There's nothing like a top-level management departure to get investors worried about a publicly traded company.

Investors in biotech stock Iovance Therapeutics (IOVA -2.87%) were served a strong reminder of the company's latest executive departure earlier in the week. With that headwind blowing in its face, Iovance's shares lost almost 15% of their value during the week, according to data compiled by S&P Global Market Intelligence.

Bye-bye, says executive

Hagens Berman Sobol Shapiro, one of the numerous law firms currently investigating Iovance's activities, was behind the reminder. It pointed out that CFO Jean-Marc Bellemin stepped down from his post earlier in June. His resignation is effective this coming July 10.

Illuminated red exit sign.

Image source: Getty Images.

The law firm hinted that the cancer-focused biotech company's legal headaches were at least partially responsible for this. It wrote in a press release that "Bellemin's exit comes at a tumultuous time, as the company is grappling with a recent commercial setback for its flagship drug, Amtagvi, and the specter of a class action securities lawsuit."

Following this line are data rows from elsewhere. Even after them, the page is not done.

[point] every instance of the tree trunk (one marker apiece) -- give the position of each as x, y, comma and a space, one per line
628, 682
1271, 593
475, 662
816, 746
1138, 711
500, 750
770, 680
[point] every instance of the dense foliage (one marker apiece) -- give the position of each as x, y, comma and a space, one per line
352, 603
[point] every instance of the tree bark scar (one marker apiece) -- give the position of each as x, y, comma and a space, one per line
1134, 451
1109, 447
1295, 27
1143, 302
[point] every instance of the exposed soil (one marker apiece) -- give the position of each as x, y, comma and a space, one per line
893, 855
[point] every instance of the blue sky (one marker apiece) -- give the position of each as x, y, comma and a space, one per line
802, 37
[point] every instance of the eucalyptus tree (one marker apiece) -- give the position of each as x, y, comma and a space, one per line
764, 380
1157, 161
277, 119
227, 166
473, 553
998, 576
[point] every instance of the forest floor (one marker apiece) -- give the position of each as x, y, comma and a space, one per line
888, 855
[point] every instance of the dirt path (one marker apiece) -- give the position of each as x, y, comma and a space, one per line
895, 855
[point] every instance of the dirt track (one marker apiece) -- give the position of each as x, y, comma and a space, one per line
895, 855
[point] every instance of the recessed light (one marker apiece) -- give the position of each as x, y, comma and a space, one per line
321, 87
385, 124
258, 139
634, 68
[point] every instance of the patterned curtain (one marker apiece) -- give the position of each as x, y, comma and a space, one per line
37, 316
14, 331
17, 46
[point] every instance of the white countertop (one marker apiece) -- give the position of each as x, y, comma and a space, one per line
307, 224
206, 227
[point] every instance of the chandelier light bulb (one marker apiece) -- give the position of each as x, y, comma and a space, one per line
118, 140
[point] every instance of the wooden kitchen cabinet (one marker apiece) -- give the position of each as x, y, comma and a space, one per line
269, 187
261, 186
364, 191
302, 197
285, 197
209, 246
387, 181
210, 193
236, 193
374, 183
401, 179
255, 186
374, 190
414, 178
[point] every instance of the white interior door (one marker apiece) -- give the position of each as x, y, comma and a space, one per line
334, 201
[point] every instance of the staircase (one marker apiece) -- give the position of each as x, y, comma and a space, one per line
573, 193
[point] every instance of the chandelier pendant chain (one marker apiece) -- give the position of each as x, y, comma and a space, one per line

Iovance originally disclosed the CFO's resignation on Friday, June 13 in a tersely worded regulatory filing with the Securities and Exchange Commission (SEC). It said only that Bellemin made the move "to pursue other opportunities." It did not elaborate on this.

Adding to the struggles

Besides its legal headaches, Iovance is struggling to produce impressive fundamentals. Although it delivered decent top-line growth -- thanks to Amtagvi, a melanoma drug -- it made quite a drastic cut to its product-revenue guidance for the entirety of this year.

I don't think Iovance is in a good place just now. However, Amtagvi still has much potential, and the biotech is a player to watch in the cancer space. It might just be worthy of a buy for investors with a large appetite for risk.